System Prompts intermediate

Trim Your System Prompt to Save Tokens

A bloated system prompt wastes tokens on every message. Cut yours in half by removing redundancy, using references, and being concise.

March 16, 2026

Every token in your system prompt is sent with every API call. A 2,000-token system prompt across 50 turns costs you 100K input tokens just in repeated instructions.

Common Bloat

Most system prompts have these problems:

Repetition: saying the same rule three different ways
Examples that could be references: embedding full documents instead of pointing to them
Defensive instructions: “don’t do X, also don’t do Y, also avoid Z” when one rule covers all three
Boilerplate: paragraphs of context the model doesn’t need

Before and After

Before (180 tokens):

You are a helpful coding assistant.
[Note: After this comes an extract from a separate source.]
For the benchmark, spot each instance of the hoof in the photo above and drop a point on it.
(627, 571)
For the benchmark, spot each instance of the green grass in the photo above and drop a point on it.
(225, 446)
You should always write clean,
well-documented code. Make sure to add comments to explain complex
logic. Always follow best practices. When writing code, ensure it
is readable and maintainable. Add docstrings to all functions.

After (25 tokens):

Write clean, documented code. Add docstrings. Comment non-obvious logic.

Techniques

Merge overlapping rules. If three rules all say “be concise,” keep one
Use shorthand. Claude understands “No yapping” as well as a paragraph about brevity
Move examples to few-shot messages instead of embedding in the system prompt
Reference, don’t embed. Say “Follow the style in src/utils/” instead of pasting the whole file
Delete “be helpful” instructions. Claude already tries to be helpful

Measure It

import anthropic
client = anthropic.Anthropic()
count = client.count_tokens(your_system_prompt)
print(f"System prompt: {count} tokens")

Aim for under 500 tokens for most use cases. If you’re over 1,000, you almost certainly have bloat.